Son Bakanlar Kurulu kararlarından sonra sosyal medya yine haraketlendi.

Özellikle KKTC’ de eğitim gören ve Haziran ayında Türkiyeden KKTC ‘ye gelmek isteyen öğrenciler için 14 günlük karantina süresinin masraflarının öğrencilere ait olması ile ile ilgili karar ortalığı kaynattı.

Market saatlerine itiraz edenlerden tutunda ülkeye hangi şartlarda gelinmesine kadar itiraz edenler var.

Tabii birde okuduğunu anlamayanlar.Kararların aslında salgının ülkemiz dışındaki sürecine bakılarak gün ve gün tekrar değerlendirilerek alındığını algılamakta zorlananlar var.

Çoğu klavye kahramanı .

Birde Jurnalciler ve Troller var.

Herkes ilk önce kendi işinin hallolmasını istiyor.

Olmadı mı.Vurun abalıya.

Bereket Alınan kararları akıl ve mantık ile yorumlayıp ayar verenlerde yok değil.Yoksa Allah muhafaza ortalığı kan gölüne çevirecek olanlar hazır kıta halinde bekliyor.

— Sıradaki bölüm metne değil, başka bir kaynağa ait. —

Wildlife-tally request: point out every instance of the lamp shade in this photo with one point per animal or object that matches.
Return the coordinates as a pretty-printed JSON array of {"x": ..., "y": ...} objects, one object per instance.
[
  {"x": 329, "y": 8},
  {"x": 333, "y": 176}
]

Hala ‘’ Sizi biz kurtardık bunun için bize herşey mübah ‘’ psikozundan kurtulamayıp Türkiyeli Türk, KıbrıslıTürk ayrımcılığını körükleyenlerin ise Türk olduğunu düşünmüyorum.Müslüman ise hiç değiller.

Eğer bir hayır yapıldıysa.

Benim bildiğim Kalp kırarak, fakiri küçümseyerek, eziyet ederek ve başa kakılarak yapılan hayrın Allah katında

herhangi bir değeri yoktur.

Karşılık için yapılan iyilikte , iyilik değil alışveriştir.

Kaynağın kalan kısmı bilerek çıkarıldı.